Many additional community efforts followed the initial summer feeding program, and Smith became more involved with Cordova’s Family and Consumer Sciences Advisory Board. Through that board, on which he now serves as president, Smith has continued to involve the community and his parishioners in addressing needs.
“Jesus didn’t tell his disciples ‘Wait here and I’ll go take care of everything,’” Smith said. “Making disciples is going out into the community and sending others out as Jesus did, in helping people who want to be well to have a better, healthier life. We have to go out and be Christ to others, to be his hands and feet, his voice.”
The lively AgriLife Extension-community coalition eventually turned the heads of Texas Rural Leadership Program leaders who selected Liberty County to pilot its new effort to “build vibrant communities through creative vision and inclusive leadership.”
Because more than 85 percent of the high school graduates in Liberty County do not go to college, leadership training for young people already “was on the radar,” Cordova said.
“Texas Rural Leadership was a great fit for us, because the goal is not only to enhance the community but to build leaders,” she said. “It looks at the positive aspects of a community, and it uses deliberative dialogue to learn how to communicate with everyone, establish networks, link resources and maximize efforts.”
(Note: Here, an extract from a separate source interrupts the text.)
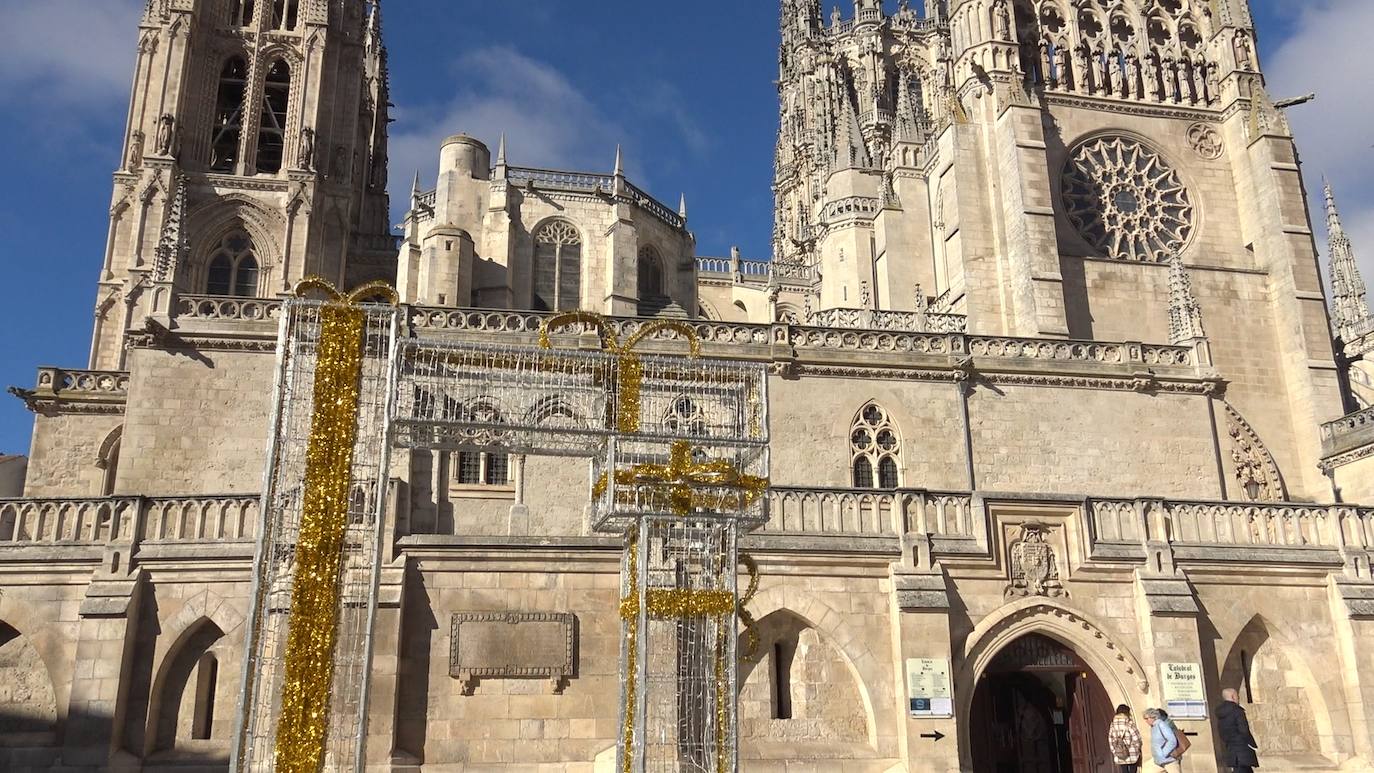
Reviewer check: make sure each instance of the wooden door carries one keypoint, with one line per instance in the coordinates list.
(1013, 727)
(1090, 716)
To this point, it’s a story of people working together to provide community needs — things educational and things spiritual — based on their individual area of expertise.
But there’s another side of the purple-ringed key.
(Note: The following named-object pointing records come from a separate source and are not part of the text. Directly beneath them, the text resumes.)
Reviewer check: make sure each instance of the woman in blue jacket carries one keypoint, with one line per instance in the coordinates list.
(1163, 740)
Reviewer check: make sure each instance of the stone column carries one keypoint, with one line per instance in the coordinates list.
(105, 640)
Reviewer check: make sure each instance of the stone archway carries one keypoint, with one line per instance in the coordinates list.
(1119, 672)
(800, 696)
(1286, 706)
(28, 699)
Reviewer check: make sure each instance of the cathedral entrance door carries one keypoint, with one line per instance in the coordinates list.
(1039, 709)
“We often joke about the fact that I had a key to St. Stephen’s before he did,” Cordova said of Smith.
As the two collaborated in community efforts, Smith invited Cordova several times to bring her family to St. Stephen’s.
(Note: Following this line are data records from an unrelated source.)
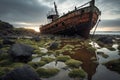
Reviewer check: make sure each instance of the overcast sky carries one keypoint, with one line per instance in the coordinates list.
(27, 13)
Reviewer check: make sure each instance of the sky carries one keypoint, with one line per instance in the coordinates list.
(32, 13)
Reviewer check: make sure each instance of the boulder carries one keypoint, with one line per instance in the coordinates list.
(106, 40)
(21, 52)
(22, 73)
(54, 45)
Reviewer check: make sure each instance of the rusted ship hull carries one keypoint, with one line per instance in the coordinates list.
(79, 21)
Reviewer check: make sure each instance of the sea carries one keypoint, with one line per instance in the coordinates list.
(106, 33)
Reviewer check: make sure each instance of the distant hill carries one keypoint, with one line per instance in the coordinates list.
(7, 29)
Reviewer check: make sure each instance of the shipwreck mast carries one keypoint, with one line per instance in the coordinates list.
(53, 16)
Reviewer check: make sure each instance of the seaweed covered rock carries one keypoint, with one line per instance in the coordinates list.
(22, 73)
(8, 42)
(54, 45)
(21, 52)
(113, 65)
(77, 73)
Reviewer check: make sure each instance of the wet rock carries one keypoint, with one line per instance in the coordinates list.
(21, 52)
(1, 45)
(106, 40)
(54, 45)
(22, 73)
(8, 42)
(103, 54)
(36, 38)
(113, 65)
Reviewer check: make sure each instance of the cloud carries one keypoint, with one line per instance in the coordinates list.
(22, 10)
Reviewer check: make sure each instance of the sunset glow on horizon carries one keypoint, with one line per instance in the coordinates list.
(34, 28)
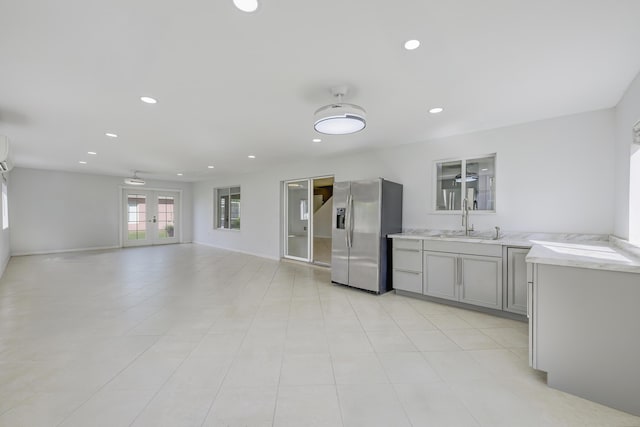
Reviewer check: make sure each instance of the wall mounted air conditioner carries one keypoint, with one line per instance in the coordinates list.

“He kept saying, ‘Since you have a key to the church, why don’t you come to church some Sunday,” Cordova recalls. “At the time we were a young family. I had two young girls, and I was busy with Extension programming at night and during the day.”
Finally, she did visit a Sunday service at St. Stephen’s. One month later in September 2011, Cordova’s husband was killed in a tragic car accident.
“Fr. Ted drove to the funeral, which was in Corpus Christi, and then the church family came together in Liberty and hosted a reception for the local community,” she recalled.
“That was a big eye-opener for me because as an Extension agent you want to build community relationships so you can make those connections and offer resources to help families and people in the community,” said Cordova, who later joined the church with her daughters. “And here I was the one who was needing support. That church family is not only a big supporter in my programming but in my life.”
Smith said that’s what it’s about.
“This church is really a family to the community,” he said. “We all need to work together and reach out to each other.”
For Cordova too, building the sense of community is not just a job responsibility.
“For me, it’s a way of life. The dollar on the paycheck at the end of the month is not my priority. It’s building relationships and seeing people have the ‘aha’ moments and making those connections and having people ask how we can work together,” she said.
Nutrition classes. Parenting programs. Health awareness meetings. Programs. Ministries. All of these are words to describe the actions of people, the two agree. Underneath the actions are people.
Ultimately, when it mattered most, Cordova did not have to stick the purple-ringed key into the keyhole and turn it. Community relationships and response to need were unlocked there years ago.